Earnest, who normally swerves past Trump’s tweets, noted that the intelligence community had in fact issued its statement on 7 October, a month before polling day.
“It was obvious to everyone who was paying attention,” he said, “including the gentleman whose thumbs authored that tweet, that the impact of that malicious activity benefited the Trump campaign and hurt the Clinton campaign.
“That is, after all, why the president-elect called on Russia to hack Secretary Clinton’s email.
“That is presumably why the coverage of the hack-and-leak operation that Russia carried out was focused on emails from the Democratic party and Clinton campaign staffers and not the Republican party and Trump campaign staffers.”
He added: “That is why, in the day leading up to election day, the Republican nominee himself was encouraging people to check out WikiLeaks.
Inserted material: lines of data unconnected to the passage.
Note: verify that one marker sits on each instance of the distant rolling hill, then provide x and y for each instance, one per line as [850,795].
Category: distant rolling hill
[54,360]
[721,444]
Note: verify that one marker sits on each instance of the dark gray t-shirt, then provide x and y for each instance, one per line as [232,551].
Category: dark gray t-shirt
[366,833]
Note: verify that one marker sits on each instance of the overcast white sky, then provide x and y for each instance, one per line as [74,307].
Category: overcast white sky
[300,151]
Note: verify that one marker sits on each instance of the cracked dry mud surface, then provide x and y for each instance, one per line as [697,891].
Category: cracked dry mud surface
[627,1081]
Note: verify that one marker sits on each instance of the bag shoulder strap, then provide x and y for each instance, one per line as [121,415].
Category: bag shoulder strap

He thought it would help his campaign.
“And he knew that when people went to WikiLeaks, they weren’t going to find damaging information about [his allies] Steve Bannon or Reince Priebus or the RNC [Republican National Committee].”
At his last press conference, in July, Trump effectively asked a foreign power to carry out cyber-espionage, entreating Russia to find Clinton’s 30,000 “missing” emails, from the private server she used while secretary of state.
His aides have since claimed he was joking, but Earnest said pointedly on Thursday: “I don’t think anybody at the White House thinks it’s funny that an adversary of the United States engaged in malicious cyber activity to destabilise our democracy.
“That’s not a joke.”
Earlier this month, the Washington Post reported that a CIA official told Congress Russia’s goal was to help Trump win the election, not merely to sow confusion.
“It wasn’t a secret,” Earnest said. “It’s obvious what the impact was. There’s a separate question about intent and there are anonymous figures in the intelligence community that are weighing in all over the place.
“I’m not at liberty to do that from here. We’re going to rely on intelligence assessments to get to the bottom of that if we can.”